「エンドレス・ワルツ」 稲葉真弓
「エンドレス・ワルツ」
稲葉真弓 1992/03 河出書房新社 単行本: 149ページ
Total No.3293★★★★☆
1)1978年に亡くなったフリージャズ・アルトサックス奏者・阿部薫と、1986年に亡くなった元女優・作家・鈴木いづみの、出会いと愛憎の生活と、その終焉を描いた小説。稲葉真弓が1991年12月に雑誌「文藝」に発表し、翌年、女流文学賞受賞。

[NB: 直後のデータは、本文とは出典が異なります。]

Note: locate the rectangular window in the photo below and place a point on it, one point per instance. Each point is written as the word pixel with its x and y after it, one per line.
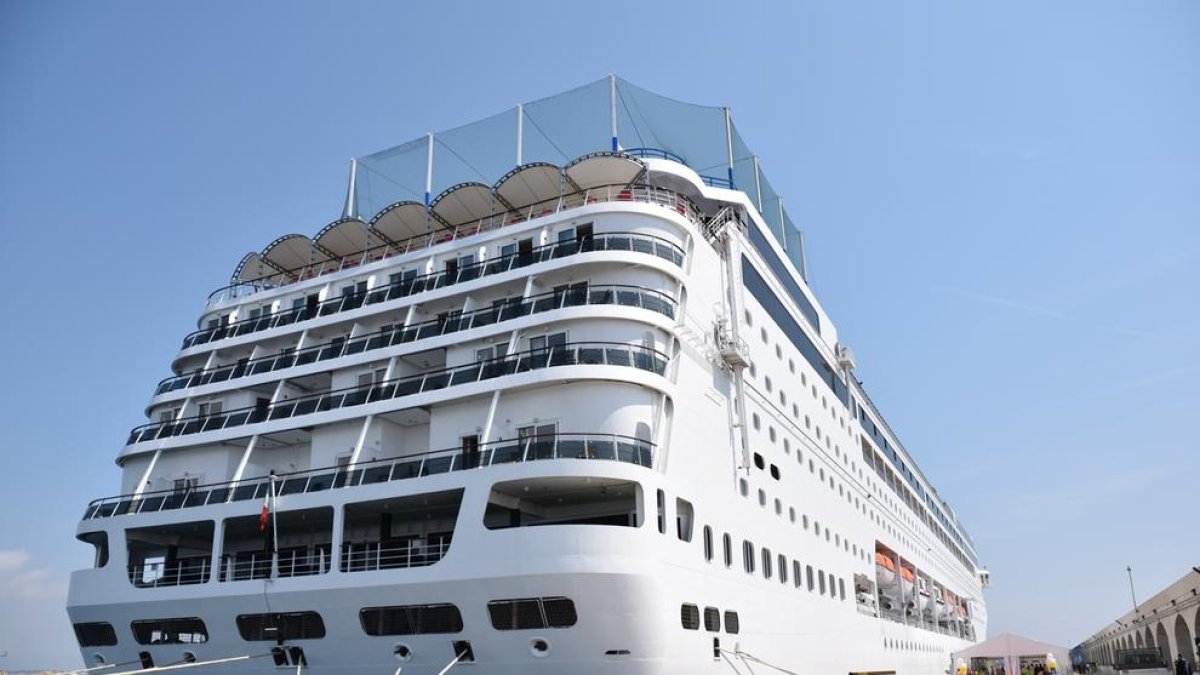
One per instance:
pixel 732 625
pixel 190 631
pixel 663 513
pixel 689 616
pixel 532 613
pixel 281 626
pixel 683 519
pixel 411 620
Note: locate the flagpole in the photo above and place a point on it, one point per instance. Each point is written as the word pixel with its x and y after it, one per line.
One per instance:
pixel 275 525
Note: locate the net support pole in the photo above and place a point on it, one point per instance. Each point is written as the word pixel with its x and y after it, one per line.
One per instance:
pixel 757 183
pixel 429 169
pixel 349 210
pixel 520 131
pixel 729 144
pixel 612 111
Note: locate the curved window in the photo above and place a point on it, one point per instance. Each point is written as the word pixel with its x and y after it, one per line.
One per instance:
pixel 95 634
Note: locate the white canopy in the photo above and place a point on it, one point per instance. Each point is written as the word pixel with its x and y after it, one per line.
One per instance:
pixel 1011 649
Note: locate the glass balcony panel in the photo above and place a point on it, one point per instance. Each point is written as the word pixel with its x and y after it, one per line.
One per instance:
pixel 376 475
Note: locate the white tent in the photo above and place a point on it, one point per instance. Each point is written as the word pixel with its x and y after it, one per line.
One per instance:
pixel 1011 649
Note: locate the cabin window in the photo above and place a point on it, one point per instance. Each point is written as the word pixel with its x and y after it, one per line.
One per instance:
pixel 411 620
pixel 190 631
pixel 521 614
pixel 281 626
pixel 95 634
pixel 683 519
pixel 689 615
pixel 732 625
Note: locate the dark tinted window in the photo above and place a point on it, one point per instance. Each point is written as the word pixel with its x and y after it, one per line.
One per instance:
pixel 532 613
pixel 731 622
pixel 189 631
pixel 281 626
pixel 689 615
pixel 411 620
pixel 96 634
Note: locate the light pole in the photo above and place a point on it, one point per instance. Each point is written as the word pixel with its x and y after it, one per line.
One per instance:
pixel 1132 595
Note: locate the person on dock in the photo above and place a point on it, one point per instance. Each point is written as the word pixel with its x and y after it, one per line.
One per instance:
pixel 1182 667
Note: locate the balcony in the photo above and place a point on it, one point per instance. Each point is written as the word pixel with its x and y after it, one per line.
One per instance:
pixel 571 353
pixel 405 287
pixel 636 193
pixel 610 447
pixel 577 294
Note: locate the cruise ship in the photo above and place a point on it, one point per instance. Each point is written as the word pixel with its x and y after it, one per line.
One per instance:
pixel 553 395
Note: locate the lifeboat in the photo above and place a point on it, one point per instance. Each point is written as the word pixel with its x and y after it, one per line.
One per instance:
pixel 885 571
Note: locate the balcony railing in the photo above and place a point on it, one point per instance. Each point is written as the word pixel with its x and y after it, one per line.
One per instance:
pixel 643 193
pixel 577 294
pixel 179 572
pixel 411 286
pixel 375 555
pixel 531 448
pixel 571 353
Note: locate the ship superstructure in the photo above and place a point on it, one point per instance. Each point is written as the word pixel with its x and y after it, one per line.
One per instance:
pixel 553 395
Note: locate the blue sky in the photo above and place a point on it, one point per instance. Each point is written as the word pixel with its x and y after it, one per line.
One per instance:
pixel 1001 204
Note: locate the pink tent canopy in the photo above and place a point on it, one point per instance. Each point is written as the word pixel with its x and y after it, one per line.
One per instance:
pixel 1011 649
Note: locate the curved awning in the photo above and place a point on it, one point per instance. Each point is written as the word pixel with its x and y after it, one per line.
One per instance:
pixel 604 168
pixel 531 184
pixel 347 237
pixel 466 202
pixel 252 267
pixel 401 221
pixel 293 251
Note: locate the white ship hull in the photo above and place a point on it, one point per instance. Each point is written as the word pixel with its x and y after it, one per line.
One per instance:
pixel 652 461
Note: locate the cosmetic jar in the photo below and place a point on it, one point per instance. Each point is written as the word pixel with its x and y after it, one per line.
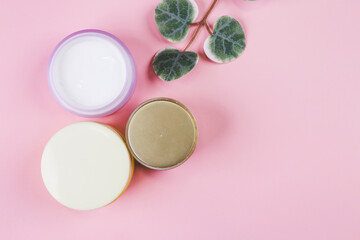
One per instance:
pixel 161 133
pixel 91 73
pixel 86 165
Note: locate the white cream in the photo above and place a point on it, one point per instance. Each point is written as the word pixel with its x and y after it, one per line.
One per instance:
pixel 89 70
pixel 86 165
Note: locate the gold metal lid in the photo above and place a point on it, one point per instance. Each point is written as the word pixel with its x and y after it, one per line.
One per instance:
pixel 161 133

2)この小説を原作として、若松孝二が映画化している。ネット上で見ることもできる。
3)この小説が発表されたのが1991年12月だとすれば、先日見たテレビ番組の阿部薫特集は、この小説の発表がきっかけとなって企画されたものだろう。当時、ちょっとしたミニ・ブームみたいなものが起きていたのかもしれない。

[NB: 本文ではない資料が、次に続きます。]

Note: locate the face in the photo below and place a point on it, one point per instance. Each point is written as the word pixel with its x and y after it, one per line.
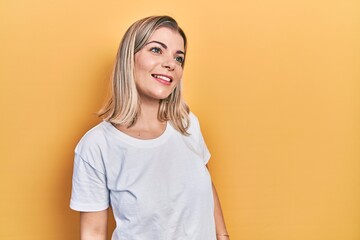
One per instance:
pixel 158 65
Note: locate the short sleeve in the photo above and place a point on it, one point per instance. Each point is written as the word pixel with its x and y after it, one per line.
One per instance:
pixel 196 131
pixel 203 148
pixel 89 189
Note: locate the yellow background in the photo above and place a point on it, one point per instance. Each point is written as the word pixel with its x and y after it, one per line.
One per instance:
pixel 275 84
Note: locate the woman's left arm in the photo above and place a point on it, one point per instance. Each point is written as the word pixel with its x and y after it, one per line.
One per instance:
pixel 221 232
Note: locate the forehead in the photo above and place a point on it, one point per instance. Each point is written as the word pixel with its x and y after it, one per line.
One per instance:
pixel 169 37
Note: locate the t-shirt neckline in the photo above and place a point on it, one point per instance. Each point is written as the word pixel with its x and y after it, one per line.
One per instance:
pixel 142 143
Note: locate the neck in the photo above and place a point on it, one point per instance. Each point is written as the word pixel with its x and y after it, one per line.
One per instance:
pixel 148 114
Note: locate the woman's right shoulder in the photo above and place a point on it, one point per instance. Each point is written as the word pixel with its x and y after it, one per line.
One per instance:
pixel 93 138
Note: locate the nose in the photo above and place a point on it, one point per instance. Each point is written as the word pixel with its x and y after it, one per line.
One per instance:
pixel 169 64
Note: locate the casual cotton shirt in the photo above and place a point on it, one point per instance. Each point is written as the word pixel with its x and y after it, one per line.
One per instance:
pixel 158 189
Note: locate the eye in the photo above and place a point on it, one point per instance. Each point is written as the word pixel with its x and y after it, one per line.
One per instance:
pixel 179 59
pixel 155 50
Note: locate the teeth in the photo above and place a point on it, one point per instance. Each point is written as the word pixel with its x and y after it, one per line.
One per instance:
pixel 162 77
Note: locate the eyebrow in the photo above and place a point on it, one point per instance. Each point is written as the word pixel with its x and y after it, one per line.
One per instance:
pixel 164 46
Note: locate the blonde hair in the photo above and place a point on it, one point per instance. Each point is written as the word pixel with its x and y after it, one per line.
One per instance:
pixel 123 104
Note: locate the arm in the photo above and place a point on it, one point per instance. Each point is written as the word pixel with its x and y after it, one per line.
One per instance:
pixel 221 232
pixel 93 225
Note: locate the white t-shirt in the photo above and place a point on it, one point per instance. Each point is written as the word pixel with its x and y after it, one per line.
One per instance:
pixel 159 189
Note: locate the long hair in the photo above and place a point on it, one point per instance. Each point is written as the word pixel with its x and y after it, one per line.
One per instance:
pixel 123 104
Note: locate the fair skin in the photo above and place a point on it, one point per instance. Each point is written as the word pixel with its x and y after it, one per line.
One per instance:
pixel 158 70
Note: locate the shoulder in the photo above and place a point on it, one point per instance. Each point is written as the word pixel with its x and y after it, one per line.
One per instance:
pixel 194 127
pixel 92 139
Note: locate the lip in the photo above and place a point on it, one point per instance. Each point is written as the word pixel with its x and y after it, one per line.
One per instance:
pixel 164 79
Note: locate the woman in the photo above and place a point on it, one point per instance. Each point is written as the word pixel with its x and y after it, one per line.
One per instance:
pixel 147 159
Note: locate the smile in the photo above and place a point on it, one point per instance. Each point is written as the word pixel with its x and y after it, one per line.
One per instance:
pixel 162 78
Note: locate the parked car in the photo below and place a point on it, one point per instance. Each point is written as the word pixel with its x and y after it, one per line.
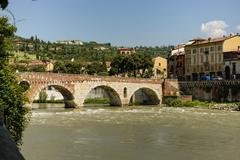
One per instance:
pixel 217 78
pixel 206 78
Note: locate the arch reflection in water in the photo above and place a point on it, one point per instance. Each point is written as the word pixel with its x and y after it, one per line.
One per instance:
pixel 56 93
pixel 104 92
pixel 144 96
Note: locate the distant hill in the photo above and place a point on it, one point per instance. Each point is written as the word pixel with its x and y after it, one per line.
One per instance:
pixel 34 48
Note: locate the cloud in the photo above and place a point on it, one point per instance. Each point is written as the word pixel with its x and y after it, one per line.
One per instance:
pixel 214 28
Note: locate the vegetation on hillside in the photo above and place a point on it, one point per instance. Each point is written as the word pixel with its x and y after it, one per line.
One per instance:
pixel 11 94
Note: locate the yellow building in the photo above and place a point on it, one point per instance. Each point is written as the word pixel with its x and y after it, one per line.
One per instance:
pixel 204 57
pixel 160 67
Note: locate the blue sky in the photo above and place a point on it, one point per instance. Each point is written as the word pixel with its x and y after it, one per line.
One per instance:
pixel 126 22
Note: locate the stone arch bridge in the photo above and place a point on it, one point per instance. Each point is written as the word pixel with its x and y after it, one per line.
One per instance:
pixel 75 88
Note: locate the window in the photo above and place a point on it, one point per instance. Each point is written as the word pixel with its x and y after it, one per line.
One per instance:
pixel 219 48
pixel 201 58
pixel 212 58
pixel 194 60
pixel 212 48
pixel 206 58
pixel 234 68
pixel 219 58
pixel 194 51
pixel 125 92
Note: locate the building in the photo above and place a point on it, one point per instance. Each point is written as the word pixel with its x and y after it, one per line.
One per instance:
pixel 70 42
pixel 126 51
pixel 176 63
pixel 160 67
pixel 232 64
pixel 204 57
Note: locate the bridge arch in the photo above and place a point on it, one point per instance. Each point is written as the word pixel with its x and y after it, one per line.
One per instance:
pixel 25 85
pixel 66 93
pixel 144 96
pixel 112 94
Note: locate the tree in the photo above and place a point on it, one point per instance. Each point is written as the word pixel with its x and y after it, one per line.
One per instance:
pixel 11 94
pixel 42 96
pixel 3 4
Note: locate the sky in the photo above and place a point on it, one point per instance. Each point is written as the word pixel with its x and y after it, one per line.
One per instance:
pixel 126 22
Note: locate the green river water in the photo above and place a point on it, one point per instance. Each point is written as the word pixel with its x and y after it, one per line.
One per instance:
pixel 139 133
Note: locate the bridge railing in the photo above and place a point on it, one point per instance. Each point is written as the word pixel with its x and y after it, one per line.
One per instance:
pixel 46 76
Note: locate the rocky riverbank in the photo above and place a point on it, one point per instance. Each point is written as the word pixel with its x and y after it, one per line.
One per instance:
pixel 227 107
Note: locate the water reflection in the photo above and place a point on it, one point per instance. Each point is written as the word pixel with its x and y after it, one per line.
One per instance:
pixel 132 133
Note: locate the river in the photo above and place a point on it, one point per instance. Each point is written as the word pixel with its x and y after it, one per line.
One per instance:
pixel 139 133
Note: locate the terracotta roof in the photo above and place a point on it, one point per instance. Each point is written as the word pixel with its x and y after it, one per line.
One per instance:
pixel 212 40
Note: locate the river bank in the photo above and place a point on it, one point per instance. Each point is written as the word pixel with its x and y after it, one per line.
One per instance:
pixel 96 133
pixel 232 106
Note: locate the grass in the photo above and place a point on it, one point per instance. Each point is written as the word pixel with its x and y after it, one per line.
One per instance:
pixel 48 101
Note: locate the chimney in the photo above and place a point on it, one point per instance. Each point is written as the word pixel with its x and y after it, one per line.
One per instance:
pixel 1 116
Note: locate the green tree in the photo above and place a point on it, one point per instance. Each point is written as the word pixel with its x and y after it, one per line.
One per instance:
pixel 11 94
pixel 3 4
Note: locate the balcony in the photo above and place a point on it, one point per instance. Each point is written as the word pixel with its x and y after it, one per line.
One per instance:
pixel 206 63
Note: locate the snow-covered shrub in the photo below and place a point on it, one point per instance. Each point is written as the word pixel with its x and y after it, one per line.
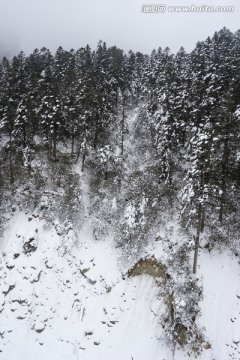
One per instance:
pixel 184 295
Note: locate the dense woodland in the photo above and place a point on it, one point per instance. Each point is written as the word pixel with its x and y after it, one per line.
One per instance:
pixel 179 159
pixel 189 121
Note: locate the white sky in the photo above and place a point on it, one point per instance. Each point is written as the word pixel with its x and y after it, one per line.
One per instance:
pixel 29 24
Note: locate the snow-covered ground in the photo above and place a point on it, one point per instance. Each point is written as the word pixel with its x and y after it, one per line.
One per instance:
pixel 66 295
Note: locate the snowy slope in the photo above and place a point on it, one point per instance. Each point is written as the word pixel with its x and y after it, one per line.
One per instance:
pixel 68 295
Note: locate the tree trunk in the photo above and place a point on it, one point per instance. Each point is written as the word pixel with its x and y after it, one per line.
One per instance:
pixel 10 161
pixel 197 239
pixel 223 181
pixel 73 139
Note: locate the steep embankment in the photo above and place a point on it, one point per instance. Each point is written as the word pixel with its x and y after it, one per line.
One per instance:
pixel 65 295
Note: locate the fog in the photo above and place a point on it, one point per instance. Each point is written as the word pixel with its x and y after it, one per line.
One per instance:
pixel 29 24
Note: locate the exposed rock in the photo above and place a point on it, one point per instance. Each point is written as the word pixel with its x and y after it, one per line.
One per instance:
pixel 30 245
pixel 149 266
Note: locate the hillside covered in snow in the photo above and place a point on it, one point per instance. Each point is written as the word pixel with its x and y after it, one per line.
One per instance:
pixel 119 207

4)破滅型のミュージッシャンと元・女優作家の生活を描いた小説としては、淡々と時系列に整然と書き連ねて書いてあり、どこか、グラフ用紙か原稿用紙に、きっちりときれいな字で書かれたような印象がある。楽譜のない人生を、逆にそのことが、くっきりと浮かび上がらせる。
5)この小説は鈴木いずみの自伝的小説の形を取っているが、後年に浅場真弓が関係者からの証言や鈴木いずみの本やその他の資料から書き上げたものである。ある意味、阿部やスズキの人生とは、まるで違った手法ながら、まるで破綻のないような一遍の小説に仕上げている。

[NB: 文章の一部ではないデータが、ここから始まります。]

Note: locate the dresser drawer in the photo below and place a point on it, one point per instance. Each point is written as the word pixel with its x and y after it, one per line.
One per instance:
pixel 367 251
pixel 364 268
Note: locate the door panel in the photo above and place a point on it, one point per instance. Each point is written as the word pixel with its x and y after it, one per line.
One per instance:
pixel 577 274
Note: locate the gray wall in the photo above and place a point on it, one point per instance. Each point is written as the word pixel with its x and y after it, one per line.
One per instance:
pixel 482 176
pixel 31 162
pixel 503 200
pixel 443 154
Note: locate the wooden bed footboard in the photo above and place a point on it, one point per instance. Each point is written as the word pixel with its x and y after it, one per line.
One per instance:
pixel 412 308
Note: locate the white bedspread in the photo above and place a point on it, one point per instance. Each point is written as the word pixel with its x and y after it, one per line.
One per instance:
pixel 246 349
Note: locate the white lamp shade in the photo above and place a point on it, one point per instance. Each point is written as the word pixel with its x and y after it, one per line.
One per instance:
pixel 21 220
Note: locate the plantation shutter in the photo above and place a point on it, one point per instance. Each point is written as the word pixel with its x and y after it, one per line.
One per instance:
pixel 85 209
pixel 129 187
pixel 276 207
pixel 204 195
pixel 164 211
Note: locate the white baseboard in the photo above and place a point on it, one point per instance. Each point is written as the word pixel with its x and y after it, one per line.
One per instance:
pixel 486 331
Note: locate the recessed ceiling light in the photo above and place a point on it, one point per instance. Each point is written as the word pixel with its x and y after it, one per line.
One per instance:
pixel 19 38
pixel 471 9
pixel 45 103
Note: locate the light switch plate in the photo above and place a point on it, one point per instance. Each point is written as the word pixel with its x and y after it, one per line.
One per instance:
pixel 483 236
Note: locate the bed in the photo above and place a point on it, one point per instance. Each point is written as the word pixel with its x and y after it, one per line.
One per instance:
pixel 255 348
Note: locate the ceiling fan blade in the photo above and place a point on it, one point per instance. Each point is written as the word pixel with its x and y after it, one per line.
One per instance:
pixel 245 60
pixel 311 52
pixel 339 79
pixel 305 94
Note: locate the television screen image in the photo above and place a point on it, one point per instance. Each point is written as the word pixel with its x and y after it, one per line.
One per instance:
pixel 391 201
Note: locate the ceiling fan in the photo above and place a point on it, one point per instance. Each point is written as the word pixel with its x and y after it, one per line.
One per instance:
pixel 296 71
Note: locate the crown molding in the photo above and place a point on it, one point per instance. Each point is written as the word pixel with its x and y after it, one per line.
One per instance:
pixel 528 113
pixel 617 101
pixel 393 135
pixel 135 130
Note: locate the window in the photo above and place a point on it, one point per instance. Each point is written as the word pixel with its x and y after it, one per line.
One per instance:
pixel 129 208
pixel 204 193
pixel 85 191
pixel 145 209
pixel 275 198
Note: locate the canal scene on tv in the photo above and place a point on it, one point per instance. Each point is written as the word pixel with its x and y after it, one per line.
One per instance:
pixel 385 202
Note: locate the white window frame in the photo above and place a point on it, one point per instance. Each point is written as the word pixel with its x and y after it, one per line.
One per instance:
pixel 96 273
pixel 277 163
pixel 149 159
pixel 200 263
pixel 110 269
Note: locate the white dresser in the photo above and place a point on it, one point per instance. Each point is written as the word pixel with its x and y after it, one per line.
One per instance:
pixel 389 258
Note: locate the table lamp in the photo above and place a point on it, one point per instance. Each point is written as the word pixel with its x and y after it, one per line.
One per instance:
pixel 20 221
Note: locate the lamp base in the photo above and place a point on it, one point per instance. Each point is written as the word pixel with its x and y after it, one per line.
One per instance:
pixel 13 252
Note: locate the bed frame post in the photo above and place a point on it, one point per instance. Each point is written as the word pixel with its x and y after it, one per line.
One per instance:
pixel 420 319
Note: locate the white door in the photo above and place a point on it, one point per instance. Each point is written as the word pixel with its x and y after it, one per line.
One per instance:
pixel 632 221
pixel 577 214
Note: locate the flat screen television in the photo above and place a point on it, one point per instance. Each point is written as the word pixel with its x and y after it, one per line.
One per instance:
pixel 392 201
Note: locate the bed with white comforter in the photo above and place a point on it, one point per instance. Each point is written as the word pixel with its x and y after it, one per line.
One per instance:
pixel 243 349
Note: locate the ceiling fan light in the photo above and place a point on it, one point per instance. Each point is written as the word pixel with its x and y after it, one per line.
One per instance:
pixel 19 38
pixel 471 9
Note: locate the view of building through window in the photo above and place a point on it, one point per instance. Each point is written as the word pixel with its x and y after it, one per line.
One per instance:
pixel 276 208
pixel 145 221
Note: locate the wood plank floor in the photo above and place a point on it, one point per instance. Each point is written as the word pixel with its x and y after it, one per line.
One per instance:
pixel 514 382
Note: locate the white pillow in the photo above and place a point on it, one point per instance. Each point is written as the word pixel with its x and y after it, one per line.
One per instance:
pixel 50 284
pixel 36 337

6)この作品を映画化した若松孝二も、2012年10月(ごく最近のことだ)に亡くなっている。
7)1977年に「Milford Graves– Meditation Among Us」に参加していた阿部薫。極北の志向性を持ちながら、しかもメディテーションという概念のすぐ脇に存在しながら、もし、この小説に書かれたような人生だったとしたら、やはり、彼の身における音から無音の世界へ、という大転換は、無理だったのだと思う。
8)三上寛のいうように1978年を超えることが、阿部薫にはできなかったのだ。
9)稲葉真弓の他の作品にも関心が深まるが、当の本人である鈴木いづみの残した作品群にも目を通しておく必要があるだろう。